Sozialgericht Oldenburg
Urt. v. 06.06.2011, Az.: S 81 R 511/10
Versicherungspflicht ab Kenntnis des Arbeitgebers ist nicht auf den Fall des Verzichts eines Arbeitnehmers auf die Versicherungsfreiheit übertragbar; Übertragbarkeit der Versicherungspflicht ab Kenntnis des Arbeitgebers auf den Fall des Verzichts eines Arbeitnehmers auf die Versicherungsfreiheit; Nachforderung von pauschalen Beiträgen zur Rentenversicherung für einen ehemals geringfügig beschäftigten Arbeitnehmer
Bibliographie
- Gericht
- SG Oldenburg
- Datum
- 06.06.2011
- Aktenzeichen
- S 81 R 511/10
- Entscheidungsform
- Urteil
- Referenz
- WKRS 2011, 24172
- Entscheidungsname
- [keine Angabe]
- ECLI
- ECLI:DE:SGOLDBG:2011:0606.S81R511.10.0A
Rechtsgrundlagen
- § 8 SGB IV
- § 28e SGB IV
- § 5 SGB VI
- § 168 SGB VI
- § 174 SGB VI
Tenor:
Die Klage wird abgewiesen.

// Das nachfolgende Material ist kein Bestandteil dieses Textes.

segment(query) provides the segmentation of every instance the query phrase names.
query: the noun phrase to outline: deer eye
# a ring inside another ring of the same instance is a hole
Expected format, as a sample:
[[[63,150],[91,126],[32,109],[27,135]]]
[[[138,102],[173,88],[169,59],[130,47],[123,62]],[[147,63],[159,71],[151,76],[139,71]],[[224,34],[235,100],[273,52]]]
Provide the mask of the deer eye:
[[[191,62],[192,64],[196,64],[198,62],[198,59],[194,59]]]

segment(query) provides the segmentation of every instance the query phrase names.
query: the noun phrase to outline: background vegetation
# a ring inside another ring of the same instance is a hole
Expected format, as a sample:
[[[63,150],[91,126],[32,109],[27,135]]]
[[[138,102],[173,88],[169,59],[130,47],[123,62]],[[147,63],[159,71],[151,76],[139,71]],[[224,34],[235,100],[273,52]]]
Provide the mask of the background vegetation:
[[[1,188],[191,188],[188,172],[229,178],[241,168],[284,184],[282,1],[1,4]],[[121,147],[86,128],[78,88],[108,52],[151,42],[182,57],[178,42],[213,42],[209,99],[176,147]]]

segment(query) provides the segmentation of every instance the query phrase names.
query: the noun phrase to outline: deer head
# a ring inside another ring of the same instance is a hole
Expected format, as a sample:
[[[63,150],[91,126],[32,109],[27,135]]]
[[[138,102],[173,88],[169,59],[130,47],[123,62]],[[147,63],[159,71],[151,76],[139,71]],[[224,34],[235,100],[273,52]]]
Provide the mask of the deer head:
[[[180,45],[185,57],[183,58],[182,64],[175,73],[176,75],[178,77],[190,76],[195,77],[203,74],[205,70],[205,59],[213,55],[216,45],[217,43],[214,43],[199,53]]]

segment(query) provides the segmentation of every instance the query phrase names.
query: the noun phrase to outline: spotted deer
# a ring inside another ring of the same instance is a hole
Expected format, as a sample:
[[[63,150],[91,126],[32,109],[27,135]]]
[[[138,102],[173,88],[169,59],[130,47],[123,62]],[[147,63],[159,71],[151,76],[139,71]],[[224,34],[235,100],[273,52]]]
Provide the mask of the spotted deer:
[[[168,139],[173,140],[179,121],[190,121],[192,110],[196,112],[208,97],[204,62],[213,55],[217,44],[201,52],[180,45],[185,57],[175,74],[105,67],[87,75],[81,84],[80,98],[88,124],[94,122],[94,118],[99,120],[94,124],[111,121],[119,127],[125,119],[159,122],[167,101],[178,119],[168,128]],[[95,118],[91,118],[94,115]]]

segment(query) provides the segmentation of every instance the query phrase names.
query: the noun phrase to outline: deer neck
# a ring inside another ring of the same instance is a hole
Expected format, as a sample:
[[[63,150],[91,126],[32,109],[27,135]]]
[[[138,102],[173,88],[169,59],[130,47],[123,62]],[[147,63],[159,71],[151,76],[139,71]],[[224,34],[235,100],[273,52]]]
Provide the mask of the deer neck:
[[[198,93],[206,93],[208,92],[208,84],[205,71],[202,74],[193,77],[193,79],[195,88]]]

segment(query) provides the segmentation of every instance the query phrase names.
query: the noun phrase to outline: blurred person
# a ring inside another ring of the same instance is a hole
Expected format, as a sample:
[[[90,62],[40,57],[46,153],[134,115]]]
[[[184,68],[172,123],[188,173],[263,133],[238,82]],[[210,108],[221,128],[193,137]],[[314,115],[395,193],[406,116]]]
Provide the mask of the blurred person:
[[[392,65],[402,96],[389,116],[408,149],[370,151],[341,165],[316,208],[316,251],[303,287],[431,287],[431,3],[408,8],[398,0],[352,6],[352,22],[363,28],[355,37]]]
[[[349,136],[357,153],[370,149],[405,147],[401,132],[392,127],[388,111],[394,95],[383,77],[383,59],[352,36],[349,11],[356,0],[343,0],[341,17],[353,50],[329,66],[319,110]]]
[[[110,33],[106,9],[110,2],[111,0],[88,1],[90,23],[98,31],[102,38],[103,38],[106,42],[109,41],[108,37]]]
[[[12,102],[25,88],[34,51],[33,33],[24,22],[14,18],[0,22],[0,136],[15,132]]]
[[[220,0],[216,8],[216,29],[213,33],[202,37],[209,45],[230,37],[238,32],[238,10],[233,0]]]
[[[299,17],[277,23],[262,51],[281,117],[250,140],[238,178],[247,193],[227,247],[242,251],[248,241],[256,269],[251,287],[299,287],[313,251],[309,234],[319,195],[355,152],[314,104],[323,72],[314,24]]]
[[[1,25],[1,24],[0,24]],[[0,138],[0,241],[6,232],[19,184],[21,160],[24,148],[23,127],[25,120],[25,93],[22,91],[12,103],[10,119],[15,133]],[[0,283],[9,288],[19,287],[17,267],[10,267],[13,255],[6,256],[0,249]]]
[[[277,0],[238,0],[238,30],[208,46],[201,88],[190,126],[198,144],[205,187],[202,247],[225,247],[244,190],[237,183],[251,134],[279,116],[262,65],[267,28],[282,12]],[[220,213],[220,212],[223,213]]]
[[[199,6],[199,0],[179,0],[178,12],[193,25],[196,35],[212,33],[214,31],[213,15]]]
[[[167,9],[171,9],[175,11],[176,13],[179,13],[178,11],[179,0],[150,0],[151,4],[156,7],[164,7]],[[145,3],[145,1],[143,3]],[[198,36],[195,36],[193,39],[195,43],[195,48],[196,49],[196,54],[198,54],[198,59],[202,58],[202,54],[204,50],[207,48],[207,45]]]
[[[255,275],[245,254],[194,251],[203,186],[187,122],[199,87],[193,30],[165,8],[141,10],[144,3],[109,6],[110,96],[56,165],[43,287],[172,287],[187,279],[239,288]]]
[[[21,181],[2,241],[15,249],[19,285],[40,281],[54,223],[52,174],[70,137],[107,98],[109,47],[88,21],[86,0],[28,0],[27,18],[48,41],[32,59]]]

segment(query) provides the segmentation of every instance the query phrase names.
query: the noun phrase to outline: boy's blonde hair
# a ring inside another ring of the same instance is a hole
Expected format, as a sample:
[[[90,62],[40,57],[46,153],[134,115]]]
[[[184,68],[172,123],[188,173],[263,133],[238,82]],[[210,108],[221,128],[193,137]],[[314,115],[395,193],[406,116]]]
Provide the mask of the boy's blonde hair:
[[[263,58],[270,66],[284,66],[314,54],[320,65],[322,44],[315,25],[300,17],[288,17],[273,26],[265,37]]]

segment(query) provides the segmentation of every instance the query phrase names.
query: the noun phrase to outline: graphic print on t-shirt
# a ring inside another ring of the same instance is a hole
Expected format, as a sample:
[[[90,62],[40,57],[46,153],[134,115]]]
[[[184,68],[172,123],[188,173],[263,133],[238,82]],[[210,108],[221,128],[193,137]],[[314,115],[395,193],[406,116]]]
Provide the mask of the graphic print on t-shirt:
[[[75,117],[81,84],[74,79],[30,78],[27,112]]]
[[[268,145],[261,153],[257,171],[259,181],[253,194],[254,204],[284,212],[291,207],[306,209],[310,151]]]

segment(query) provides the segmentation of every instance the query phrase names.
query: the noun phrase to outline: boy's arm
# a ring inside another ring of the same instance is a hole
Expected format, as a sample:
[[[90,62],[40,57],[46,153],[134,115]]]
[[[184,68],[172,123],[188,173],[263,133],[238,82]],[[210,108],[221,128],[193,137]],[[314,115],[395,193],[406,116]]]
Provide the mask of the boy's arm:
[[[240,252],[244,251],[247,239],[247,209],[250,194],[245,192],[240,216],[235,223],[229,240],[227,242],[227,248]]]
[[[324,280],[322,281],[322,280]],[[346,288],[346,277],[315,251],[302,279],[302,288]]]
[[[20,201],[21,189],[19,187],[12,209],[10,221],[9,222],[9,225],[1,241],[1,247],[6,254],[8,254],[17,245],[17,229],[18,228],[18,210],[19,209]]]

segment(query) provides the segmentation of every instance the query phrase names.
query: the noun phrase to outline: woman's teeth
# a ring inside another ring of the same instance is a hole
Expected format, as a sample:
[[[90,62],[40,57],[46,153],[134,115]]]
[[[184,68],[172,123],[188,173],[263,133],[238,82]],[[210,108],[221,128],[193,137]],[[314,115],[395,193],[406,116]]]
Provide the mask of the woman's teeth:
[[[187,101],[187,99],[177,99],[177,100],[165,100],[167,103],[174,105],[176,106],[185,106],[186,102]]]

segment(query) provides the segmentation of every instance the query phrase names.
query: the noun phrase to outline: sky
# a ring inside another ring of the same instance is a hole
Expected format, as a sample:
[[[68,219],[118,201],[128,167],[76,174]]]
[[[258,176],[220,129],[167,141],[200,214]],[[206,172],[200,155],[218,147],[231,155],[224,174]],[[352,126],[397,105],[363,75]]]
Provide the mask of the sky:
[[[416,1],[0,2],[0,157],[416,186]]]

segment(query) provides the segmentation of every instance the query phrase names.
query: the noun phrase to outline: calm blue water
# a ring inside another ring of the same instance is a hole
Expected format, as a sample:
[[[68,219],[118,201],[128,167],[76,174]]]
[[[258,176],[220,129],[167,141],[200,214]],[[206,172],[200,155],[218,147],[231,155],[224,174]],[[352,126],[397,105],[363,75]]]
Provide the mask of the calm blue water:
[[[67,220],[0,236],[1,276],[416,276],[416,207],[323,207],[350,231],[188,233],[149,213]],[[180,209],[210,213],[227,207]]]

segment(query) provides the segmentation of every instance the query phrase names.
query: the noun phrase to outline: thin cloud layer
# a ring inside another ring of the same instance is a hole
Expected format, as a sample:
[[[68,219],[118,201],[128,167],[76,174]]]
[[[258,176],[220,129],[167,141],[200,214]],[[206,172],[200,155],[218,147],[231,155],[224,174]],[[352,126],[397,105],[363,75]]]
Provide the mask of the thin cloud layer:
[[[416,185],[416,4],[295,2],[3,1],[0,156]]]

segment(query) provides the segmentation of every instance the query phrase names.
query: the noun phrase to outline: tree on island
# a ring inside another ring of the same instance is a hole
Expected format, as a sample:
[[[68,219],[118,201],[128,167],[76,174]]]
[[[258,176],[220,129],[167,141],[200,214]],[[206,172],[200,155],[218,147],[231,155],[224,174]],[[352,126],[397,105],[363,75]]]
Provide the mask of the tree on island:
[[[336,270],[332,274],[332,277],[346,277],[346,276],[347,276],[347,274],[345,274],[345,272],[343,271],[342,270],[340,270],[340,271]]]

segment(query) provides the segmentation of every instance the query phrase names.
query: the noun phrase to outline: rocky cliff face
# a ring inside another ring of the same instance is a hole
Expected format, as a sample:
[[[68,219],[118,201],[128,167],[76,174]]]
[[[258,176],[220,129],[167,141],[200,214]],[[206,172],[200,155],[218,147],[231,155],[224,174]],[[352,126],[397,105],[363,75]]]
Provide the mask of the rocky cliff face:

Kosten sind nicht zu erstatten.
Tatbestand
Die Klägerin wendet sich gegen die Nachforderung von pauschalen Beiträgen zur Rentenversicherung für einen ehemals bei ihr geringfügig beschäftigten Arbeitnehmer in Höhe von 91,53 EUR.
Die Klägerin betreibt in der Rechtsform der Gesellschaft mit beschränkter Haftung (GmbH) ein Baugewerbe. Sie beschäftigte in der Zeit vom 23.11.2009 bis zum 29.04.2010 Herrn C. (in Zukunft: Arbeitnehmer) im Rahmen einer geringfügigen Beschäftigung als Maurerhelfer. Im Personalfragebogen gab der Arbeitnehmer an, er übe keine weitere geringfügige Beschäftigung aus und hätte nicht auf Versicherungsfreiheit verzichtet.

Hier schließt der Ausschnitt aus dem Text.